In September, Devon reported initial production rates of 2,200 boe/d per well (55% weighted to oil) from its seven-well Pump House pilot project targeting the Meramec in Kingfisher County, the independent’s third Meramec spacing pilot (see Shale Daily, Sept. 8).

“Results from our initial three Meramec spacing tests are outstanding, with flow rates exceeding type-curve expectations and minimal interference between wells,” COO Tony Vaughn said. “These positive results indicate the potential for tighter spacing and increased inventory in the core of the over-pressured oil window.

“We continue to advance several additional Meramec spacing tests that will help us accelerate learnings and further prepare for full-field development in 2017 across our industry-leading position in the STACK.”

Reporting its 2Q2016 results, Marathon Oil said it drilled two gross company-operated STACK Meramec wells with extended laterals (XL) during the quarter, the Irven John and the Olive June, which produced at 30-day rates of 1,710 boe/d (70% oil) and 1,570 boe/d (75% oil) respectively. The company also announced results from three other Meramec wells brought online since closing on its STACK acquisition — Moeller, Blackjack and Post — reporting production rates of 1,925 boe/d (51% oil), 1,365 boe/d (47% oil) and 780 boe/d (51% oil) respectively (seeShale Daily, Aug. 5a).

Continental Resources Inc., the second largest acreage holder in the STACK heading into the third quarter at 351,000 acres, raised its production guidance in August based on “outstanding” results from the play (see Shale Daily, Aug. 5b).

Continental drilled five wells targeting the Meramec in 2Q2016. In the overpressured oil window, the Madeline, Frankie Jo, Gillilan and Oppel wells yielded initial production (IP) rates of 3,538 boe/d (71% oil), 2,627 boe/d (56% oil), 2,439 boe/d (70% oil) and 1,308 boe/d (76% oil) respectively, with the Madeline well setting a company record. In the overpressured gas window to the south, Continental completed its Yocum well, with an IP rate of 2,355 boe/d 99% weighted to gas.

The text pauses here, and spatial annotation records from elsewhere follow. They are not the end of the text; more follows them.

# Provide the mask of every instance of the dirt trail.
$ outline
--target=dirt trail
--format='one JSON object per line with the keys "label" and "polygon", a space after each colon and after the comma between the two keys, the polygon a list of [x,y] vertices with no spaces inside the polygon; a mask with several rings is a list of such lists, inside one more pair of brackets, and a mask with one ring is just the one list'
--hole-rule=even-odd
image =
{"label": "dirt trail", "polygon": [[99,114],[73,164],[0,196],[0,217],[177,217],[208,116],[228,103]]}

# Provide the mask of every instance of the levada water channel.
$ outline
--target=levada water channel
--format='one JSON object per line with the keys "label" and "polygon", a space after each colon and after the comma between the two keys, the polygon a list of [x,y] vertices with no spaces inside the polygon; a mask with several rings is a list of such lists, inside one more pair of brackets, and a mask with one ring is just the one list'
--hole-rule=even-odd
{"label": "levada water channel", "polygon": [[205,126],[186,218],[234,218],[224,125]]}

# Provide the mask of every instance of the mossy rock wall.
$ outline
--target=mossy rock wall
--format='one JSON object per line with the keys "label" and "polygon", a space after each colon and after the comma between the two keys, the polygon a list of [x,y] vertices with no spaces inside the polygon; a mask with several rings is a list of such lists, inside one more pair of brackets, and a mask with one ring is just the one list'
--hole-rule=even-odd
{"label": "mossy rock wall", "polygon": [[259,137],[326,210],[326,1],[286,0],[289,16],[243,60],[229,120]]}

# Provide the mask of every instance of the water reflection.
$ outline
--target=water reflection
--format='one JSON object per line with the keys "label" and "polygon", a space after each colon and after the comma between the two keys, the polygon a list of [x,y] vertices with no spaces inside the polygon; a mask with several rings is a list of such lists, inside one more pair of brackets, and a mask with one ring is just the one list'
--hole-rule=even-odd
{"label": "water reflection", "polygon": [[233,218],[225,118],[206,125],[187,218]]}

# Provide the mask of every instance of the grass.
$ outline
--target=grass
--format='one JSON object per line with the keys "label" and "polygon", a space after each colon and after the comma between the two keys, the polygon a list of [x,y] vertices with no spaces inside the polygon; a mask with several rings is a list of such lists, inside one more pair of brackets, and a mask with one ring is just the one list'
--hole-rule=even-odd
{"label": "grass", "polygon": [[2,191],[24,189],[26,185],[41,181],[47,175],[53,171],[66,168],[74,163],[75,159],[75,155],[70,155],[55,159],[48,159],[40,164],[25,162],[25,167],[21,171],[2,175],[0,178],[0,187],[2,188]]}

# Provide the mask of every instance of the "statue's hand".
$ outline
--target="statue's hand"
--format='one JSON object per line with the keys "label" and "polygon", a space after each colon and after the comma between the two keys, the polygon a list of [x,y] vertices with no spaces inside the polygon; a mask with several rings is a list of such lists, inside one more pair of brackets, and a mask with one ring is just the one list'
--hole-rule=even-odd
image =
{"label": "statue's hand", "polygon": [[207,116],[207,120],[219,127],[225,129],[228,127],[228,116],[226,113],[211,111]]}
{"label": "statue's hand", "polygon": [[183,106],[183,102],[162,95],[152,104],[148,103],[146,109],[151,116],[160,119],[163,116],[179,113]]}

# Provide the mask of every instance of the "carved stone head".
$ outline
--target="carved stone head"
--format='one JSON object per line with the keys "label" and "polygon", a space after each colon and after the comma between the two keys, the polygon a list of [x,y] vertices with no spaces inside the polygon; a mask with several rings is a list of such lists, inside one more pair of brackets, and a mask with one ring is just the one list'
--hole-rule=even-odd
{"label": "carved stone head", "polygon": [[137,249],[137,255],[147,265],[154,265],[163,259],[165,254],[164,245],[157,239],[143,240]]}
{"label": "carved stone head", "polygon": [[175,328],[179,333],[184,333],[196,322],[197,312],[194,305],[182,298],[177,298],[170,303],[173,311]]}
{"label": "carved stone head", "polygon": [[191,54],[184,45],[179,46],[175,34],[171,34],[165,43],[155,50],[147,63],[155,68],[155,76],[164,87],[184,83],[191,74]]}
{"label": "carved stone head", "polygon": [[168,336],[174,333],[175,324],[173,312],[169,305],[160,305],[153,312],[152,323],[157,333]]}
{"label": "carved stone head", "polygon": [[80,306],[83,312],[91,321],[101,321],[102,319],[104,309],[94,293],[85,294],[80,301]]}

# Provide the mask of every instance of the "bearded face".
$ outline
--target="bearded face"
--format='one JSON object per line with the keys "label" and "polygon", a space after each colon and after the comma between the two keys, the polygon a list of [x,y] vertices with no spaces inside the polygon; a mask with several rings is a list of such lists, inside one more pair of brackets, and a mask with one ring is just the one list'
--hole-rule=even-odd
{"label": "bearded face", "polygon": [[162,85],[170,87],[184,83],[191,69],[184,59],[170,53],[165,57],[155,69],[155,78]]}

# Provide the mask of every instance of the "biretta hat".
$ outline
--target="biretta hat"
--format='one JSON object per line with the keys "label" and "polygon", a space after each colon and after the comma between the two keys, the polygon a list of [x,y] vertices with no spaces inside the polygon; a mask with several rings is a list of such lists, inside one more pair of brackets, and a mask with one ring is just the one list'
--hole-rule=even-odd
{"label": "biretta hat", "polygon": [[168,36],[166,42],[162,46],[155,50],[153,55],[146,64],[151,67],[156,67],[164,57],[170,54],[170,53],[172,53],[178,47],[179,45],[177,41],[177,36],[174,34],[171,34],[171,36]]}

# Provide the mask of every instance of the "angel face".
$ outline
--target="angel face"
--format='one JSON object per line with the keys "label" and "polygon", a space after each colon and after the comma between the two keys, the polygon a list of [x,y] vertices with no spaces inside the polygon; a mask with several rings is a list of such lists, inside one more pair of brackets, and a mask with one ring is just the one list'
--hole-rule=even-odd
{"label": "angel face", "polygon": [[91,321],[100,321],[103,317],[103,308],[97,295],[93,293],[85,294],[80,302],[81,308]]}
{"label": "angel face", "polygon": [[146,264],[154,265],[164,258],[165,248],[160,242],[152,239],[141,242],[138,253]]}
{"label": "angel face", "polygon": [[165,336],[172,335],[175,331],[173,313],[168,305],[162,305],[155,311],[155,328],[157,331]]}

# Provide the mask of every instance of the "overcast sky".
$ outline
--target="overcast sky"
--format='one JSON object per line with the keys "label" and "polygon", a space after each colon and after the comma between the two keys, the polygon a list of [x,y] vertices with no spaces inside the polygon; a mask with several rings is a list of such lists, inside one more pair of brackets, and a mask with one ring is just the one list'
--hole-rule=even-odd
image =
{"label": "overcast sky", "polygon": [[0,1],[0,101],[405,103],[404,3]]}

In June, Newfield raised its 2016 production guidance on the strength of its STACK well results. Three recent XL wells in the company’s eastern area of the STACK — Edgar, Vickie and Church — averaged 751 boe/d, 774 boe/d and 740 boe/d respectively through the first 90 days. Newfield’s Helen well, drilled for a record-low $6.2 million at the time, produced 1,168 boe/d gross over its first 30 days in production (see Shale Daily, June 22).

Newfield’s Boothby, speaking to analysts, offered some insight into why the operator has made such a big bet on the Anadarko moving forward.

“Industry activity has led to the drilling of more than 500 STACK wells to-date with consistent results across a multi-county area. This extensive well control along with our more than 100-plus operated STACK wells today provide us with heightened confidence in the size of this prolific resource, the depth and quality of our undrilled prospect inventory and its ability to drive corporate growth and production and reserves well into the future,” he said.

As Newfield has been focusing on HBP’ing its acreage, the E&P has been drilling with future growth in mind, purposefully leaving two miles undeveloped between its initial wells, Boothby said.

“We have exposure to all hydrocarbon phases across our acreage. As you transition from dry gas in the Cana Field and move north and east, you enter the oil window, which is what we originally targeted when our leasing began here five years ago. Today, we have solid representation to the west where we are confident that EURs [estimated ultimate recovery] and gas content both move significantly higher,” he said.

“For us, it’s about rate of return. Well costs are lower in the oil window. As gas content increases to the west, EURs also rise. It all has a great rate of return, and we are very fortunate to be represented across the entirety of the STACK play today. Oklahoma, more specifically the Anadarko Basin, provides commodity diversity and optionality. Once HBP’d, we will have the flexibility to target the right commodity at the right time.”